Elas não são fáceis de descascar. A melhor forma é cortas as pontas, cortar ao comprido em duas metades e aí sim, tirar a casca.

Bananas verdes amadurecem rápido! Se você tem apenas um cacho, deixe na geladeira. Se tem uma penca, congele uma parte, para que permaneçam verdes.

O problema é como comer isso. Comer puro é, digamos, um gosto aprendido (eufemismo para dizer que gruda na boca e é bem ruim). Mas pode ficar bem disfarçada quando batida no liquidificador juntamente com outras coisas tais como um pouco de leite e canela (ou água com gelo e nata, para quem faz dieta cetogênica). Fica bem com abacate também. E se você faz páleo com mais carbs, como é o meu caso, há uma solução simples: bater uma banana verde junto com uma madura – pra mim, fica com gosto de vitamina de banana – uma bela sobremesa.

3) Fécula de batata: Dirlene D’Aggio, autora do blog Deli Art Creations, me deu a dica da fécula de batata segura no que diz respeito a não conter contaminação cruzada com glúten: Aminna. Não testei quanto ao efeito glicêmico (e fico aguardando os testes de vocês, leitores). Por hora, posso dizer que testei a marca Yoki sem problemas, mas a Dirlene alerta que já houve queixas nos grupos de celíacos, de que a qualidade varia de acordo com o lote. Misturar a frio com o que quiser (iogurte, água, etc), até 4 colheres de sopa.

Amido resistente na alimentação.

Conforme aludido na postagem anterior, existe um tipo de amido resistente que forma-se retrogradamente quando o amido comum é aquecido e depois resfriado.

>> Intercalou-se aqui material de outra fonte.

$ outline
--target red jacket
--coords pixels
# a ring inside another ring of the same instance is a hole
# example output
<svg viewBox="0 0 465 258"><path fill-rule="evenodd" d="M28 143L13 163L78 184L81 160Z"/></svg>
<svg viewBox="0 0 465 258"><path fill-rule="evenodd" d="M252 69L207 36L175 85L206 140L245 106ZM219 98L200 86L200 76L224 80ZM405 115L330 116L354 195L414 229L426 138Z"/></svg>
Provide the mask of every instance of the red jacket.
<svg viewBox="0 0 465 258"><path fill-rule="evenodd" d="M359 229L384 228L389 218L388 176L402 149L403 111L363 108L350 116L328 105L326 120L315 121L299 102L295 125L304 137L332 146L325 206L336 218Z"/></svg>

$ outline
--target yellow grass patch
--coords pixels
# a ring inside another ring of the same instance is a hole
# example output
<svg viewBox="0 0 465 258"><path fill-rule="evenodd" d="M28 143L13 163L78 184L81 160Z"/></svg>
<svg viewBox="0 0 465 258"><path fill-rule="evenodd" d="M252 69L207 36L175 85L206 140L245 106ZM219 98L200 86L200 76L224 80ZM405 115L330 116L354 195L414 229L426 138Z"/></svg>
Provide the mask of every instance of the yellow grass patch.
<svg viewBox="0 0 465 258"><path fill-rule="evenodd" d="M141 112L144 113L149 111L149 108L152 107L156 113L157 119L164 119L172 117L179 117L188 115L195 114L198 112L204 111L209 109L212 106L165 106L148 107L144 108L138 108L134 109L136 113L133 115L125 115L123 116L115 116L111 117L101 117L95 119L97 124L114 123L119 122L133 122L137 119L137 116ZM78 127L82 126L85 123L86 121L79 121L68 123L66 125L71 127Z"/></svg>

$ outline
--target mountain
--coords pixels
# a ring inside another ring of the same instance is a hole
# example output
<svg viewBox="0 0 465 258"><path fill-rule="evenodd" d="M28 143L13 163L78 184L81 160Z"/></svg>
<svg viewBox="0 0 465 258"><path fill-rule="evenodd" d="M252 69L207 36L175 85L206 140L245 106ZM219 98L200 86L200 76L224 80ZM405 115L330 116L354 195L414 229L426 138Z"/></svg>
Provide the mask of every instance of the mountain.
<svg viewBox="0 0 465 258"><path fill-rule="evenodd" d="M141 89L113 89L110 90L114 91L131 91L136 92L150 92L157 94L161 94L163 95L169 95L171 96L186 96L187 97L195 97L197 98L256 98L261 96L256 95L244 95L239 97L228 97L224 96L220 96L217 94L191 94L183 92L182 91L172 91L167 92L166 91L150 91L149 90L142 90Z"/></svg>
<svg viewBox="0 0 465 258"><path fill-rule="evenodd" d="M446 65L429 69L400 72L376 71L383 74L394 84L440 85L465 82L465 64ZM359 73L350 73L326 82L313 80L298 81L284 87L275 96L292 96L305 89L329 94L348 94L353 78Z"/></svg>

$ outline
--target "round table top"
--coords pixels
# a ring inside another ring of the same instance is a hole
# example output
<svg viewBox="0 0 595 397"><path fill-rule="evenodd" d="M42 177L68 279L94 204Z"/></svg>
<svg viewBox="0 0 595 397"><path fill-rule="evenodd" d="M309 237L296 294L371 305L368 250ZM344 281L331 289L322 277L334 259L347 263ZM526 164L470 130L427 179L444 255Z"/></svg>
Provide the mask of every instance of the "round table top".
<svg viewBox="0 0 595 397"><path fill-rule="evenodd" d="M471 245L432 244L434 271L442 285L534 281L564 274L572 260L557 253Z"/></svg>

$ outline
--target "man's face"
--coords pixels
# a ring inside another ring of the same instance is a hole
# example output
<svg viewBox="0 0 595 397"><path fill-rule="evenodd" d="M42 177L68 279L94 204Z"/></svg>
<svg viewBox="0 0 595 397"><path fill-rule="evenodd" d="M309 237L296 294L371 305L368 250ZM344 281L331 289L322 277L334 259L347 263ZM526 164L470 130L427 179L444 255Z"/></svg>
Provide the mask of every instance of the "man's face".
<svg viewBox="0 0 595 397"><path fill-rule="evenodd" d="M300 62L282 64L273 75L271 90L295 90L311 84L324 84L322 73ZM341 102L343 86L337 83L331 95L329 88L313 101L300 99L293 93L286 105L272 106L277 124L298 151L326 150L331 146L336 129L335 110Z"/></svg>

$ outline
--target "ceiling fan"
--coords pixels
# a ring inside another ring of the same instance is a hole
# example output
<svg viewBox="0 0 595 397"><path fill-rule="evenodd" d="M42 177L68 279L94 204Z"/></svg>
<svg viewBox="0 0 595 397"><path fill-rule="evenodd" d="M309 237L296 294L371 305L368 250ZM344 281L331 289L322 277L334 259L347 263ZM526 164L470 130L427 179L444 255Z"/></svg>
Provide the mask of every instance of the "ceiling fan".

Por exemplo: batatas cruas contém grande quantidade de amido resistente tipo 2. Uma vez assada, o valor cai a zero. Mas uma vez resfriadas, forma-se um novo tipo de amido resistente (tipo 3); não é muito, ainda resta bastante amido comum, mas o fato é que batatas frias (como as de uma salada de maionese) contêm amido resistente. O mesmo ocorre com o arroz – comer arroz requentado é melhor. Um caso que chama especial atenção é o do arroz parboilizado. O método pelo qual este arroz é produzido, inclui sua fervura seguida de resfriamento, o que produz amido resistente tipo 3. A maioria dos tipos de arroz tem um índice glicêmico muito elevado, bem maior do que o do açúcar de mesa. Mas o arroz parboilizado (Uncle Ben’s cozido por 20 minutos, no caso deste estudo) tem um índice glicêmico de 38. Para se ter uma ideia, 40 é o índice glicêmico dos morangos, uma fruta que pode ser consumida até em dietas cetogênicas (bem verdade que a carga glicêmica dos morangos é muito menor).

E se você prepará-lo, resfriá-lo e depois reaquecer, o conteúdo de amido resistente aumenta ainda mais.

Sabendo-se que o consumo de amido resistente faz com que a pessoa tenha respostas insulínicas e glicêmicas muito menores, o uso dessa estratégia pode facilitar a transição de pessoas que estão em dietas cetogênicas para uma dieta páleo mais rica em carbs (com frutas e raízes), sem que haja ganho de peso.

Ainda pretendo escrever sobre o livro Perfect Health Diet, de Paul Jaminet, cujas ideias me seduzem mais a cada dia. Basicamente, uma dieta páleo high fat com um pouco mais de carboidratos na forma de amidos seguros – incluindo um pouco de arroz. Se vc for seguir a PHD, faça-o com arroz parboilizado!

Já escrevi de forma tangencial sobre outro autor, Tim Ferriss, autor de 4 horas para o corpo. Ferriss defende uma dieta “SLOW CARB”, na qual emprega uma dieta low carb com feijões, muitos feijões. E eu conheço pessoas que tiveram muito sucesso com essa abordagem. Sabendo agora que os feijões são ricos em amido resistente, começo a ver o trabalho de Ferriss com outros olhos. Nada como um dia depois do outro. Mas não esqueçam – leguminosas (coisas que crescem em vagem) podem ser problemáticas para quem tem doenças auto-imunes e “leaky gut” (intestino com permeabilidade aumentada). Prometo escrever sobre leguminosas adiante, talvez no próximo feriado prolongado.

Mais uma vez, tenho interesse nas experiências de vocês, leitores, especialmente de diabéticos tipo 2, mas também de pessoas com dislipidemia. Aguardo seus comentários.